Примерно в пятидесяти ярдах дальше стоял трамвай. При обычных обстоятельствах он, скорее всего, уехал бы задолго до того, как Псмит и Майк успели бы достичь его, но кондуктор с любовью к спорту в крови увидел что-то вроде финиша марафона и не только не подал сигнала трогаться, но вышел на дорогу, чтобы ничего не упустить, а также окликнул водителя, который не замедлил присоединиться к нему. Пассажиры на крыше повскакали с мест полюбоваться нежданным зрелищем. Раздались крики ободрения.
Псмит и Майк достигли трамвая, имея десять ярдов в запасе, и, будь он готов тронуться, все обошлось бы. Но Билл и его друзья прибыли, когда вожатый и кондуктор все еще стояли на дороге.
Ситуация теперь обрела сходство с Горацием на мосту. Псмит и Майк повернулись отражать врагов на подножке трамвая. Билл, на три ярда опережавший остальных, стащил с нее Майка и вместе с ним повалился на дорогу. Псмит, чье достоинство несколько пострадало от того, что его головной убор сбился набок, спустился как раз вовремя, чтобы перехватить подбегавших.

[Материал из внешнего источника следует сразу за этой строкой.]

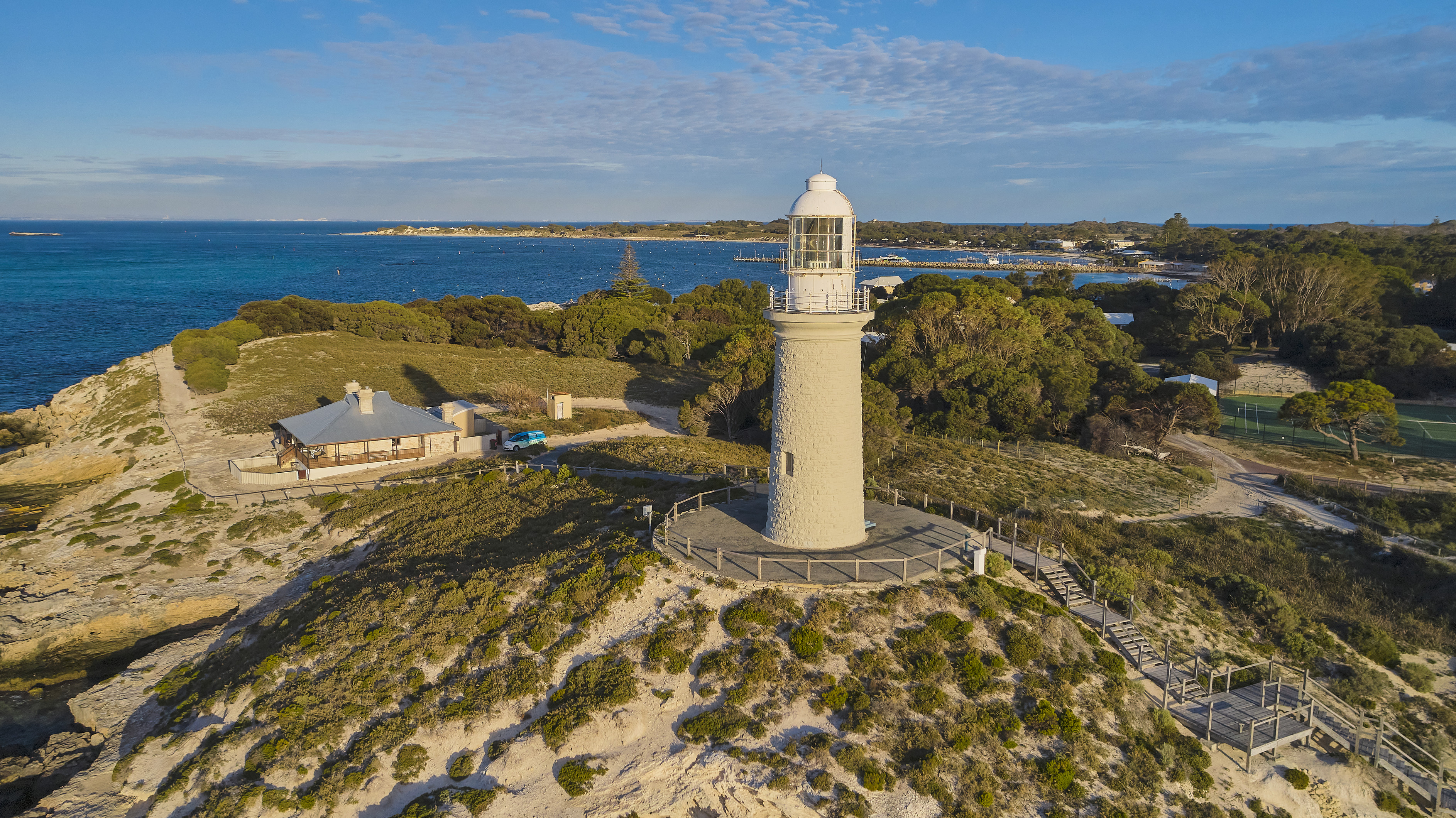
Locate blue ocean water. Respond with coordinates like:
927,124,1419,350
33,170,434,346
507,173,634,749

Псмит как кулачный боец, несколько утратил невозмутимую величавость, характеризовавшую его в более мирные минуты, но, бесспорно, он был эффективен. Природа обеспечила ему большую дальность ударов и легкость ног, поразительную для человека его роста, а на каком-то этапе своей карьеры он, видимо, постиг, как действовать руками. Первый из подбежавшей троицы, владелец трости, имел несчастье налететь прямо под удар левой Старого Итонца. Удар этот пришелся в самую пору, а сила его вкупе со скоростью, с какой бежала его жертва, уложила тростевладельца на мостовую. Там он перевернулся, сел и дальнейшего участия в происходящем не принимал.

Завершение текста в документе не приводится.